Depression is “infectious”, whether it is caused or triggered by physical illness, life changes, inability to cope with pressures, and a myriad of other things. It does not only attack one person but also the people who care for that person. As while the depressive suffers, the people around them would be in turmoil about how to help, to understand, to give comfort and even to attempt to heal. In many cases, if I may say so, professional help can only do half as much as what compassion of a family member, friend or colleague can give the person with depression.

My experience is that I was like walking on eggshell, afraid for it to break; at times I would walk on tip-toe, careful not to make the slightest footfall so as not to startle the depressive and make them defensive; and many times I had to put on a strong front even though I was breaking inside, feeling helpless.

Not in the slightest would I know if that was how depressives would want their family or friends to feel towards the situation. But that is exactly what makes the situation “fragile” for the people around the person with depression. The bond amongst them does not spare empathy. It is a 24/7 commitment to be able to take part in that healing process of the depressive; and to endure the seeming futility of the attempt on a day-to-day basis.

Personal experience is the best teacher: tips to get by

Nonetheless, this episode also poses a big challenge for people dealing with depression sufferer. This situation is a time for you to stay grounded so as not to fall into depression yourself.

Here are 9 basic things to remember when dealing with depression:

1. Maintaining calm, optimism, and cheerfulness may be the hardest then but you need to do it anyway, for yourself too.

2. We appreciate that sometimes it is convenient, for the lack of “better” things to say, to tell our depressed loved one this phrase: ” Be strong, you can do it”. Stop right there! There are times that silence is a virtue. Not saying anything can be more helpful than saying something, albeit with good intent, that can come off as more discouraging.

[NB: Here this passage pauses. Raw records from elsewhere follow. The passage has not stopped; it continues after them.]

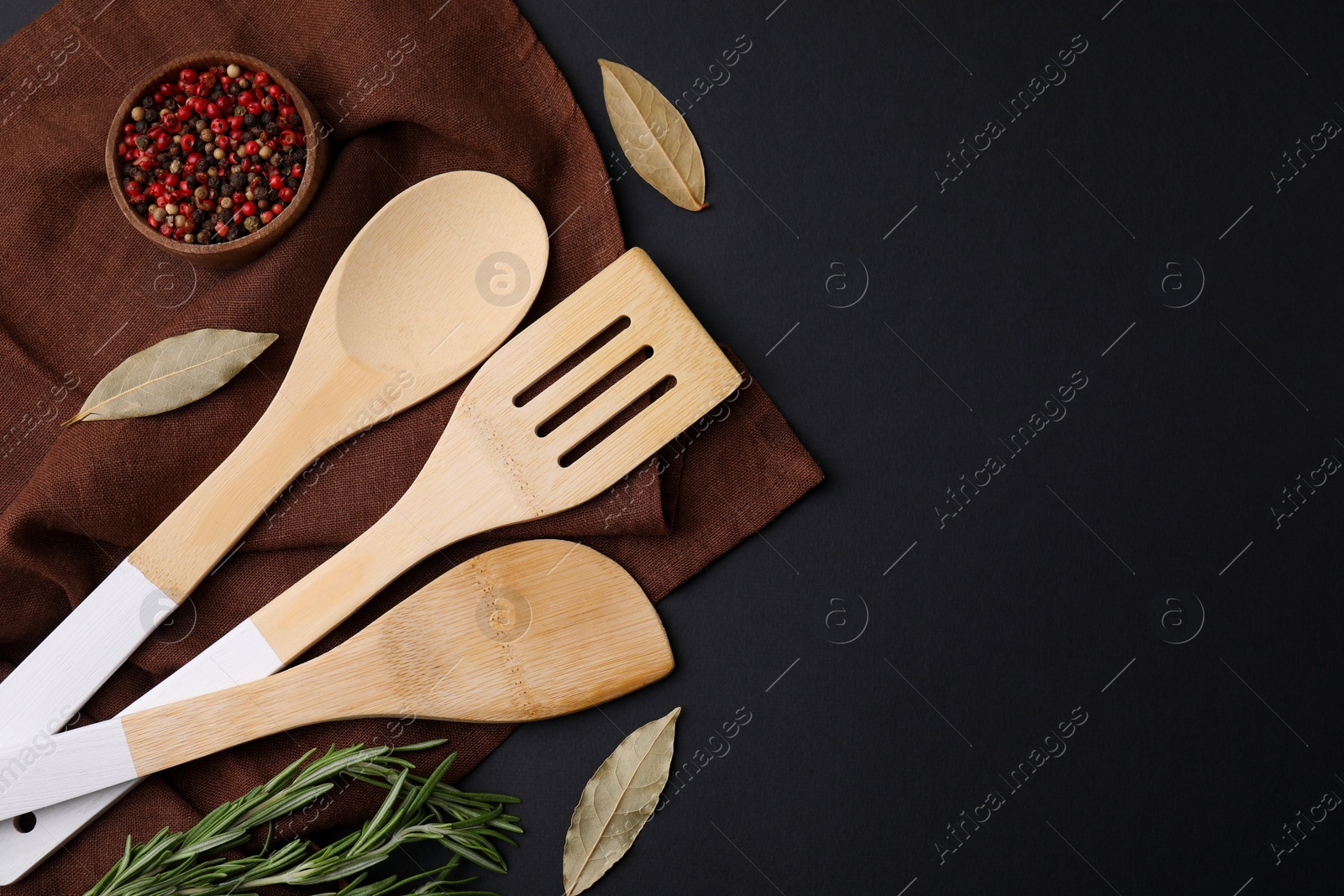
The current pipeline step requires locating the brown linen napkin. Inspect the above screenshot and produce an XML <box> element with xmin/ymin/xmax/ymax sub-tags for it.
<box><xmin>0</xmin><ymin>0</ymin><xmax>822</xmax><ymax>894</ymax></box>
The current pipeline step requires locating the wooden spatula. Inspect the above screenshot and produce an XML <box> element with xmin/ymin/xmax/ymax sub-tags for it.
<box><xmin>0</xmin><ymin>249</ymin><xmax>742</xmax><ymax>861</ymax></box>
<box><xmin>0</xmin><ymin>170</ymin><xmax>547</xmax><ymax>784</ymax></box>
<box><xmin>0</xmin><ymin>542</ymin><xmax>674</xmax><ymax>813</ymax></box>
<box><xmin>0</xmin><ymin>170</ymin><xmax>549</xmax><ymax>885</ymax></box>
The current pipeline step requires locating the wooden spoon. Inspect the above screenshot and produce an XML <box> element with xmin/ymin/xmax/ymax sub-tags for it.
<box><xmin>0</xmin><ymin>170</ymin><xmax>547</xmax><ymax>843</ymax></box>
<box><xmin>0</xmin><ymin>249</ymin><xmax>742</xmax><ymax>883</ymax></box>
<box><xmin>0</xmin><ymin>540</ymin><xmax>674</xmax><ymax>814</ymax></box>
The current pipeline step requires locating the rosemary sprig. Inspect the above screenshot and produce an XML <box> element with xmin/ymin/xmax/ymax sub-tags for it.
<box><xmin>86</xmin><ymin>740</ymin><xmax>522</xmax><ymax>896</ymax></box>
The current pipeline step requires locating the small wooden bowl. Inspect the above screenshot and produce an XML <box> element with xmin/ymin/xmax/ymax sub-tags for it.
<box><xmin>105</xmin><ymin>50</ymin><xmax>331</xmax><ymax>267</ymax></box>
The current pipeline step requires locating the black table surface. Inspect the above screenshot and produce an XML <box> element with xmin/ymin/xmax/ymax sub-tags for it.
<box><xmin>0</xmin><ymin>0</ymin><xmax>1344</xmax><ymax>896</ymax></box>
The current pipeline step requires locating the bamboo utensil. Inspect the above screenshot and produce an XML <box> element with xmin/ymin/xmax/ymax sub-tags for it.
<box><xmin>103</xmin><ymin>50</ymin><xmax>332</xmax><ymax>267</ymax></box>
<box><xmin>0</xmin><ymin>172</ymin><xmax>549</xmax><ymax>884</ymax></box>
<box><xmin>0</xmin><ymin>249</ymin><xmax>742</xmax><ymax>876</ymax></box>
<box><xmin>0</xmin><ymin>542</ymin><xmax>672</xmax><ymax>814</ymax></box>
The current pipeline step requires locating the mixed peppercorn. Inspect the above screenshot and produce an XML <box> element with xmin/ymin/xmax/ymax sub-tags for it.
<box><xmin>117</xmin><ymin>65</ymin><xmax>307</xmax><ymax>244</ymax></box>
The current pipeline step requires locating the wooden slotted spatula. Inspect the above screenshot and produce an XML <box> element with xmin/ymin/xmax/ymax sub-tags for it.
<box><xmin>0</xmin><ymin>249</ymin><xmax>742</xmax><ymax>844</ymax></box>
<box><xmin>0</xmin><ymin>170</ymin><xmax>549</xmax><ymax>885</ymax></box>
<box><xmin>0</xmin><ymin>540</ymin><xmax>674</xmax><ymax>811</ymax></box>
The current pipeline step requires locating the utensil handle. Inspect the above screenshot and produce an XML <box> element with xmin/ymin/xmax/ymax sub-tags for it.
<box><xmin>129</xmin><ymin>360</ymin><xmax>391</xmax><ymax>605</ymax></box>
<box><xmin>121</xmin><ymin>645</ymin><xmax>386</xmax><ymax>778</ymax></box>
<box><xmin>251</xmin><ymin>421</ymin><xmax>521</xmax><ymax>665</ymax></box>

If your loved one tells you something and asks, do you understand [or implies to ask this], you may say ” I understand you..” or ” Even if you feel I still do not understand you, please know that I believe you.” In some instance a person hints only at being depressed. That’s why it is important to LISTEN to words being spoken and not spoken.

3. When your loved one gets angry and takes their frustration on you, bear in mind that it is not a personal attack. I cannot tell how is the best way to react, but my reaction to this situation is to keep quiet (than rebut) while the tension is up; listen to cues on what the person is really trying to tell; and assure MYSELF, that what is happening is not my fault.

4. Do not harbor guilt feelings. It is no-one’s fault. Even if it was, guilt cannot start the healing process but will just open more wounds and bruise old scars.

5. I am not sure if any expert would advise to acting normal. Regardless, we know that the situation is not normal. Nevertheless, try your best to carry on with your daily life, starting the day with a mantra, ” I am okay, and I can do this.”

6. You are your own ally. In my experience, the threat of “killing or harming” one’s self is too much to handle. So, when caring for a depressed loved one starts to weigh on you, excuse yourself from the scene for a while. Go outside, have some ice cream, sing, and dance, just do things that you normally would do when you’re stressed out from normal routines. In other words, do things that would remind you of YOURSELF, of your reality, and own life.

7. Remember, we can only do so much. The love that we feel for our loved one with depression is unjustifiable. Too, many times, this love cannot be expressed by mere words or by how many things we do. This love, in many instances, can solely be expressed by our mere presence, without words, and most especially without judgments.

8. Pray for strength, for understanding, for another day of grace and light.

9. Tell your loved one that you love them. Say, “I love you”, randomly even, and whenever there is a chance. When you do this, you not only assure your loved one that they have someone on their side in this battle, but it also opens up your heart and makes it lighter [That is, it opens your heart chakra].

Insights from someone who’s been there, done that

Ted Henick in this TEDx Toronto video talked about his own experience with depression, which led him to contemplate on suicide. His description of what went through his thoughts during those “dark” episodes provide me with key insights that have helped me deal with situations as I encountered them.

Be well, everyone. No matter what it takes.